Victoria’s Secret models demand to protect them from sexual misconduct

Victoria’s Secret, the women’s lingerie brand faltering in the #MeToo era, is also taking a hit from its most important employees: Models who say they’re fed up with its failure to protect women and girls from sexual harassment and abuse on the job.
More than 100 models, led by the Model Alliance, have signed an open letter to the company CEO calling on Victoria’s Secret to “take meaningful action to protect its talent and those who aspire to work with the company.”
Specifically, the models want the company to sign up for “The RESPECT Program,” a Model Alliance-designed anti-sexual harassment scheme that demands signatory companies require their employees, agents, vendors, photographers and other contractors to “follow a code of conduct that protects everyone’s safety on the job, and reduces models’ vulnerability to mistreatment.”

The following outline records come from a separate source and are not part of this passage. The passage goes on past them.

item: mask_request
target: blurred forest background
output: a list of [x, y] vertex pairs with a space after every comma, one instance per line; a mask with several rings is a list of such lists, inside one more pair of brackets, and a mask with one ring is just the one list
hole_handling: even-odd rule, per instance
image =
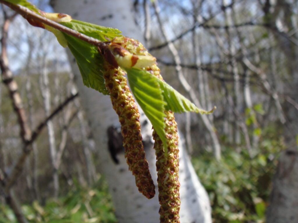
[[[203, 118], [176, 116], [215, 222], [264, 222], [279, 157], [297, 151], [297, 2], [159, 0], [157, 13], [150, 1], [134, 1], [166, 81], [202, 108], [217, 107]], [[117, 222], [64, 49], [13, 13], [1, 7], [0, 179], [24, 158], [13, 195], [30, 222]], [[35, 129], [29, 153], [26, 133]], [[1, 194], [0, 222], [16, 222]]]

The letter to CEO John Mehas, posted online Tuesday, comes after weeks of media revelations about allegations of sexual assault, alleged rape and sex-trafficking of models and aspiring models, the petition says.
Even more poisonous is the recent news of the indictment and arrest of convicted sex offender and financier Jeffrey Epstein, a close friend of Leslie Wexner, the CEO of L Brands, Victoria’s Secret’s parent company. (A spokeswoman for Wexner told the New York Times that he “severed ties” with Epstein about a decade ago.)
“While these allegations may not have been aimed at Victoria’s Secret directly, it is clear that your company has a crucial role to play in remedying the situation,” the models’ letter says.
“From the headlines about (Epstein) to the allegations of sexual misconduct by photographers Timur Emek, David Bellemere, and Greg Kadel, it is deeply disturbing that these men appear to have leveraged their working relationships with Victoria’s Secret to lure and abuse vulnerable girls.
“These stories are gut-wrenching and hit close to home for many of us who have encountered these kinds of abuses that are too often tolerated in our industry,” the petition says.